The uncontrolled and low-temperature combustion of this refuse, often accelerated by JP-8 jet fuel, released a dangerous cocktail of airborne toxic compounds. A major concern is fine particulate matter (PM), specifically particles smaller than 2.5 micrometers (PM2.5), which can bypass the body’s natural defenses and lodge deep within the lungs. The incomplete burning of materials containing chlorine, such as plastics, also generated highly toxic polychlorinated dibenzo-p-dioxins and dibenzofurans, including 2,3,7,8-Tetrachlorodibenzo-p-dioxin (TCDD), a chemical compound also found in Agent Orange. Other released toxins included benzene, a known carcinogen present in the jet fuel accelerant, and numerous volatile organic compounds (VOCs).
Documented Health Conditions
Exposure to the airborne contaminants from the burn pits has been strongly associated with a spectrum of serious medical consequences, particularly affecting the respiratory and other systemic functions. The immediate effects for service members often included acute symptoms like eye irritation, coughing, and throat discomfort, but the long-term impact is significantly more severe. The high levels of inhaled particulate matter and corrosive chemicals are understood to cause direct damage to the delicate tissues of the lungs.

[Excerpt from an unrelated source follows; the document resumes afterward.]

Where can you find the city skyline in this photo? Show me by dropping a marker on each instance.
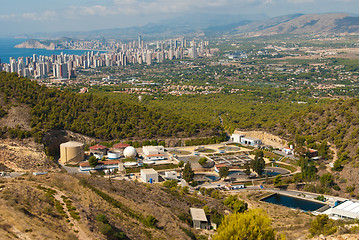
(26, 17)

Respiratory illnesses are the most commonly reported long-term conditions, including asthma diagnosed after service, chronic rhinitis, and chronic sinusitis. A more specific and serious diagnosis is constrictive or obliterative bronchiolitis, a rare and irreversible lung disease characterized by the narrowing of the small airways. Other related pulmonary conditions include chronic obstructive pulmonary disease (COPD), emphysema, and sarcoidosis, all linked to the chronic inflammation and scarring caused by the toxic smoke inhalation.
Beyond respiratory issues, the exposure to dioxins, benzene, and other carcinogens has been linked to an increased risk for various cancers and systemic diseases. Cancers of the head and neck, as well as several respiratory cancers, have been reported at higher rates among exposed veterans. The list of associated malignancies extends to specific, aggressive forms, including glioblastoma, kidney cancer, pancreatic cancer, and various types of lymphatic and reproductive cancers. These illnesses may manifest years or even decades after the initial exposure, making it difficult to establish a definitive, immediate link, but medical consensus now recognizes a strong association between the exposure and the later development of these conditions.
Government Recognition and Support
The U.S. government has taken several steps to acknowledge the health risks associated with burn pit exposure and to provide support for affected veterans. In 2014, the Department of Veterans Affairs (VA) established the Airborne Hazards and Open Burn Pit Registry (AHOBPR) to collect data from service members about their exposures and subsequent health issues. The registry is a research tool that helps the VA and other federal agencies monitor trends and better understand the long-term health effects of these environmental hazards.
The most significant legislative action came with the passage of the Sergeant First Class Heath Robinson Honoring our Promise to Address Comprehensive Toxics Act of 2022, commonly known as the PACT Act. This landmark law dramatically expanded eligibility for VA health care and benefits for veterans exposed to burn pits and other toxic substances. A core feature of the PACT Act is the creation of a “presumption of service connection” for over twenty specific conditions. This presumption means that veterans who served in the designated locations during specific timeframes no longer have to provide evidence that their military service caused their illness. Instead, the VA assumes the service-related connection for the listed presumptive conditions, significantly streamlining the process for veterans to receive disability compensation and medical care.